Go's memory model is an interesting one since it is close to Java's model but has pointers, which cause a much bigger gotcha. Data corruption can occur if certain structs are read or written without synchronization. https://go.dev/ref/mem#restrictions

... races on multiword data structures can lead to inconsistent values not corresponding to a single write. When the values depend on the consistency of internal (pointer, length) or (pointer, type) pairs, as can be the case for interface values, maps, slices, and strings in most Go implementations, such races can in turn lead to arbitrary memory corruption.

3 Likes

One way to make it a bit easier in Rust is to make the functions operate only on unlocked references for as long as possible, rather than locking them to call methods. It may feel easier to make them free functions, so they don't feel like they are owned by any specific type. If they need to access a linked object, they will only have to lock the other object for as long as it takes to get a copy of that reference. Similarly, the lock is only held while the object is directly modified.

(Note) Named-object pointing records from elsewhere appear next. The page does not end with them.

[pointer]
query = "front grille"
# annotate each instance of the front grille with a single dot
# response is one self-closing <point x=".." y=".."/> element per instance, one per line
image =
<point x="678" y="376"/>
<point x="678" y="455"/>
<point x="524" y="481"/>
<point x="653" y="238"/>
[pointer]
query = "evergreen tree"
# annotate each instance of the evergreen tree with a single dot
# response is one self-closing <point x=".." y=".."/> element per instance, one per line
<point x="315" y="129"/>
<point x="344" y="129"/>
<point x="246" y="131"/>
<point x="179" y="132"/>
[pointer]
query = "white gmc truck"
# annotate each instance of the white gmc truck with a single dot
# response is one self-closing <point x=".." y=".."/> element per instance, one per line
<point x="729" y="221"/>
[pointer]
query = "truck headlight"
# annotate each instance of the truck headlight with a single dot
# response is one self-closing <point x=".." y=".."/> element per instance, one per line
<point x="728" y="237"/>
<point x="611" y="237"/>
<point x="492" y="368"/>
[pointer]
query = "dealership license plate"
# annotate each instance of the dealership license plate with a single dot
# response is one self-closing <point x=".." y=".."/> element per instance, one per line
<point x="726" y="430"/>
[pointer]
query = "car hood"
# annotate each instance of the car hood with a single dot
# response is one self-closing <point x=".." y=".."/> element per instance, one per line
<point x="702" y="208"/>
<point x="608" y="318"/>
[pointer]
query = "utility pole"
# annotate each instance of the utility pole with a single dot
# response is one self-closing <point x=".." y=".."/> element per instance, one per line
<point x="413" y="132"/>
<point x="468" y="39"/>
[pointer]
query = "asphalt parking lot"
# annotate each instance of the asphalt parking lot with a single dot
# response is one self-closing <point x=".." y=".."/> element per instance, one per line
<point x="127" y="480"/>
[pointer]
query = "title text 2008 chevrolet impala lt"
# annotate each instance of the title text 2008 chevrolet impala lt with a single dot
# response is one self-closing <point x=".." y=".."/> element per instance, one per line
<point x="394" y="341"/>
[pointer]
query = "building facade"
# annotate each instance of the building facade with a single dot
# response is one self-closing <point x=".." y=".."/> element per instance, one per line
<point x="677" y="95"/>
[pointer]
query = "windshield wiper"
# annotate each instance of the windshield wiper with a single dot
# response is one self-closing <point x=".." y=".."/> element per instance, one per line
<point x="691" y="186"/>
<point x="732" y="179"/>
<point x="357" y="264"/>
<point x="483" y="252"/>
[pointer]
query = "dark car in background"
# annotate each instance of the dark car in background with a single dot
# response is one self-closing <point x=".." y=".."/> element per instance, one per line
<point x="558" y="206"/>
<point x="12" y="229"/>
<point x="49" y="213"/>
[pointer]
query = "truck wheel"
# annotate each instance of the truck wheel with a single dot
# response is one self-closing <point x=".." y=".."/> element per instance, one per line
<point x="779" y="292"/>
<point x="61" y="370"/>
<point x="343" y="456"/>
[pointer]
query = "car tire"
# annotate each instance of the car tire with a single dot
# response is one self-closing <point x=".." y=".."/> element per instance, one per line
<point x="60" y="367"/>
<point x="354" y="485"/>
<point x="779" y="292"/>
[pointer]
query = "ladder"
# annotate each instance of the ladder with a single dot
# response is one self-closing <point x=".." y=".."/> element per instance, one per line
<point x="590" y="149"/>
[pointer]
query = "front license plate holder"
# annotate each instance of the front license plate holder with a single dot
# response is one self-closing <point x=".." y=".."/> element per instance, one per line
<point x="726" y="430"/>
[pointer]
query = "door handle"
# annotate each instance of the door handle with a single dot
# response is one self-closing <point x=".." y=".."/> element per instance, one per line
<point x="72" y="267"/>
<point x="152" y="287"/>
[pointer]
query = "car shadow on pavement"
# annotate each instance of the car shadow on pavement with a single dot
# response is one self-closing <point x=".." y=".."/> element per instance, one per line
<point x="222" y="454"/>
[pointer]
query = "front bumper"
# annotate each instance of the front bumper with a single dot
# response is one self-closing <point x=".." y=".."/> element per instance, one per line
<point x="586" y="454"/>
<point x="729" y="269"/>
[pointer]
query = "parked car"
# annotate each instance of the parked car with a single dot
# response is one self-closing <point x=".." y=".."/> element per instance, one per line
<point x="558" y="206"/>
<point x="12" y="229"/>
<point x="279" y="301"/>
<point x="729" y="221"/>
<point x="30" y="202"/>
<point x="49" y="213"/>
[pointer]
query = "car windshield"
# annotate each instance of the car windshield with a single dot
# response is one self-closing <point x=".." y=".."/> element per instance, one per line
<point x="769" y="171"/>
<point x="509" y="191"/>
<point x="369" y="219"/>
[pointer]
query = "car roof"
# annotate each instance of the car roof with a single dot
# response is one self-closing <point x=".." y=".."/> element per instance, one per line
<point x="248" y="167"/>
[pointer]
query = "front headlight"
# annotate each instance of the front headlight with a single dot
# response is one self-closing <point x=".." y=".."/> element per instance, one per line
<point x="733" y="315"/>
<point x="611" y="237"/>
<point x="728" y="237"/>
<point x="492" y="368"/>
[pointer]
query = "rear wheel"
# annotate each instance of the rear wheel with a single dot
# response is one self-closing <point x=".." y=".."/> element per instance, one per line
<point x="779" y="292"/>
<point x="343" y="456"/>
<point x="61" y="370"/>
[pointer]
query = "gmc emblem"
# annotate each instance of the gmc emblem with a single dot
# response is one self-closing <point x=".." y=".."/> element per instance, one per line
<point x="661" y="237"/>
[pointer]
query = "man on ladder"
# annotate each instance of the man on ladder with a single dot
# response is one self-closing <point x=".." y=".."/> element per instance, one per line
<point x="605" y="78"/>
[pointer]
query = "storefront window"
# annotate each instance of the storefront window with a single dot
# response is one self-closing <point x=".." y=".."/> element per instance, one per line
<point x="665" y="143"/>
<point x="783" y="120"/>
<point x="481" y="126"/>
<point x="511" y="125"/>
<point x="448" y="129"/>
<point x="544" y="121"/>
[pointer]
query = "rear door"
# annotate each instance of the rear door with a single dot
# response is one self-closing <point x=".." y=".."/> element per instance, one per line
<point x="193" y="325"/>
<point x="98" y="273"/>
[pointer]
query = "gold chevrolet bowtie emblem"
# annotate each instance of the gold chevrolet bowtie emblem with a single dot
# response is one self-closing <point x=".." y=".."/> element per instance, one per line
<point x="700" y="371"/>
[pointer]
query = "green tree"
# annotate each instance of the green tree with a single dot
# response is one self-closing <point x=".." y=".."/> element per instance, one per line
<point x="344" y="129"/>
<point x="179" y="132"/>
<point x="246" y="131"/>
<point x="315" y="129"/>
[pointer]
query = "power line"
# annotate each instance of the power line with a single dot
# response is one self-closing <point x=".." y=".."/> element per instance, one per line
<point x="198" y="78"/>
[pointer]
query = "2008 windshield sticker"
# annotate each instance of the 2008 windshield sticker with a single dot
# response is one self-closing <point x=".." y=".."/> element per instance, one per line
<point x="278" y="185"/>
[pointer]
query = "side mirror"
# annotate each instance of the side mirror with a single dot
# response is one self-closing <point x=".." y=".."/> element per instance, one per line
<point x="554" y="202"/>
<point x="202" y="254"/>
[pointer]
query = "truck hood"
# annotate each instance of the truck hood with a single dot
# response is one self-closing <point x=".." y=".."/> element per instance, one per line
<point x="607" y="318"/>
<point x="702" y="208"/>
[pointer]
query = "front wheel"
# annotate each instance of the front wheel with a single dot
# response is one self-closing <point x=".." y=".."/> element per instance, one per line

This is entirely untested, but shows the idea:

#[derive(Default, Debug)]
struct A {
    num: u32,
    b: Option<Arc<Mutex<B>>>
}
#[derive(Default, Debug)]
struct B {
    num: u32,
    a: Arc<Mutex<A>>
}

impl A {
    fn step1(Arc<Mutex<Self>> me) {
        println!("A::step1");
        let b = me.lock().unwrap().b.clone();
        B::step2(b.unwrap());
    }
    fn step3(Arc<Mutex<Self>> me) {
        println!("A::step3");
    }
}
impl B {
    fn step2(Arc<Mutex<Self>> me) {
        println!("B::step2");
        let a = me.lock().unwrap().a.clone();
        A::step3(a);
    }
}
fn main() {
    let mut a = Arc::new(Mutex::new(A::default()));
    let mut b = Arc::new(Mutex::new(B { num: 1, a: a.clone() }));
    a.lock().unwrap().b = Some(b.clone());
    
    A::step1(a);
}

A variation of this is to take &Mutex<Self> me, if the Arc is irrelevant for the me values.